Today, the Arakan Army and the Ta’ang National Liberation Army continue to fight the junta despite all of China’s pressure. The Arakan Army’s capture of the Rakhine region within Myanmar and its role as protector of all critical Chinese and Indian investments there has eased the pressure on them and pushed the junta into a more isolated position.

Myanmar: An ideal testing ground for the Chinese army

It is clear that China is dissatisfied with the junta regime; the regime has no legitimacy, kidnaps Chinese citizens, and is being decisively defeated on the front line. The NUG government, on the other hand, is a risk factor that could completely destroy China-Myanmar relations. The NLD elites imprisoned by the junta and the ethnic armies that are members of the Federal Committee are the actors with whom China has the best relations in the region. For both ensuring stability in the country and protecting China’s interests in the region, the ideal scenario is an NLD government that is not under the threat of the Tatmadaw and allied armed ethnic organizations that can be used as a pressure tactic against them when necessary.

The biggest problem with China’s current policy is that even if the junta regime remains in power, the efforts to keep it afloat both damage China’s reputation and do nothing to alleviate the hatred felt towards the junta regime. Moreover, the victory of a regime that has historically always sought alternative friends to China could turn against China in the long run.

Therefore, in the interests of China, direct military intervention in Myanmar may be the most logical move for China. China could directly fight both the SAC and the NUG and hand over the country to a new power based on cooperation between the Federal Committee and a new NLD government. Of course, the biggest problem for China here would be openly abandoning its much-vaunted policy of “non-interference in the internal affairs of other countries.” However, in line with China’s strategic interests, the most logical strategy would be to reestablish NLD rule with the help of Chinese troops.

Neither the new democratic opposition nor the current junta regime promises a stable future for Myanmar. It seems unlikely that the risk environment in Myanmar will disappear without China using force to build a new order led by actors friendly to it. Moreover, such a military operation would create the necessary environment for testing China’s military capabilities.

Russia entered Ukraine exaggerating its own military capabilities and got bogged down. Although the Russian army saw its own shortcomings by getting bogged down in Ukraine and corrected them somewhat, in the end, its reputation was damaged and it still has not managed to get out of the quagmire. China, which is expected to intervene militarily in Taiwan, can identify its military shortcomings in advance and make the necessary preparations for Taiwan by making a military move in Myanmar beforehand, rather than getting bogged down in a military operation against Taiwan and embarrassing itself in front of the whole world.
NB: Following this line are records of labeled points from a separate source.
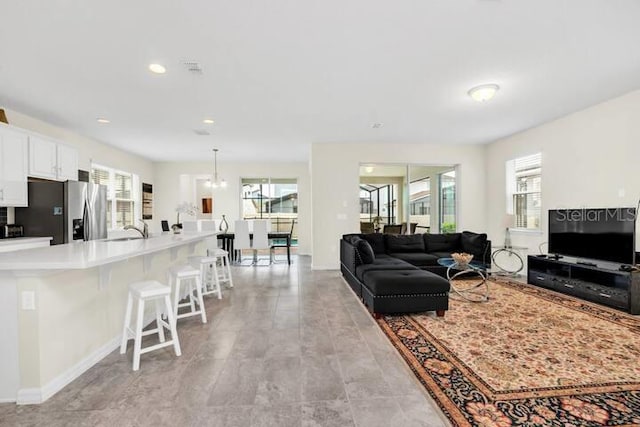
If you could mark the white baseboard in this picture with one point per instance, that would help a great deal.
(29, 396)
(325, 267)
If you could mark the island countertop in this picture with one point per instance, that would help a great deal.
(94, 253)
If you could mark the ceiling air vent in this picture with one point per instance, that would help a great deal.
(193, 67)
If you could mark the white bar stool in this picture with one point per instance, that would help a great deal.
(208, 274)
(150, 290)
(194, 285)
(225, 265)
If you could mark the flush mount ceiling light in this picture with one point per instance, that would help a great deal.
(157, 68)
(217, 183)
(483, 93)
Of course, there are also some risk factors preventing China from intervening in Myanmar. For example, while it would be logical for the Chinese army to know its shortcomings in advance and prepare for a conflict with Taiwan (and, of course, the US) accordingly, what if the shortcomings that emerge lead to a result similar to Russia’s fiasco in Ukraine? Such a military intervention could lead to the US, which already aims to destabilize China, providing military support to the NUG and NUG-affiliated partisans, as well as to India deciding to lend military support for the junta regime. If China gets bogged down in a country with an already challenging geography, it is also questionable how ethnic organizations close to it would position themselves. Another issue is how to rescue NLD elites held captive by the junta regime, such as Aung San Suu Kyi. The junta regime could execute NLD elites and prevent China from working with legitimate actors in the post-war order. Therefore, perhaps China’s goal could be to help the junta win the civil war and then pressure the junta in the aftermath to bring the NLD administration back to power.
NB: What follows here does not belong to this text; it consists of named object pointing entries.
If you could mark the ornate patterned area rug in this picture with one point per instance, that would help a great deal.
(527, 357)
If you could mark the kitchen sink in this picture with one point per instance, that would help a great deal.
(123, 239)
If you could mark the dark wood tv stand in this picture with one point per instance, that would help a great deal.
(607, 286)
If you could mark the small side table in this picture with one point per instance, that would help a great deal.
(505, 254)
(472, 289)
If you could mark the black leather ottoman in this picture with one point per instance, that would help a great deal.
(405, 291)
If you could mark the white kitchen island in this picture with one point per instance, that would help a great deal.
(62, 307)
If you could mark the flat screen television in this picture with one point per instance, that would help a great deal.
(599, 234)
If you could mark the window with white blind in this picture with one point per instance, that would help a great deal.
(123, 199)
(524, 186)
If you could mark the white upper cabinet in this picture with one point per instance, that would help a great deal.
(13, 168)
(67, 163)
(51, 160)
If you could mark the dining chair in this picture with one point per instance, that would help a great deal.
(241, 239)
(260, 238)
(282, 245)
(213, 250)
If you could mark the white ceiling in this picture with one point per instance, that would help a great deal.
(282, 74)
Although it is a risky move, a possible Chinese military intervention is by no means impossible and should never be overlooked.

Conclusion

The 2021 coup in Myanmar overthrew China’s most important allies in the region, putting China’s strategic interests in the region at great risk and forcing China to cooperate with the coup leaders. While it is important for China’s goal of ensuring stability in the region that anti-junta democratic partisans do not come to power, widespread public hatred of the junta is still dangerous for China’s interests in the long term.

Myanmar’s stability is one of China’s most important strategic priorities. Without the China-Myanmar Economic Corridor, the closure of the Strait of Malacca to Chinese ships and the blockade of China by the chain of islands surrounding its coastline pose a risk that could completely collapse China’s economy.

Therefore, in the long term, it is vital for China to simultaneously dismantle both the NUG partisans and the junta regime in order to ensure stability in Myanmar and build a stable structure with friendly actors.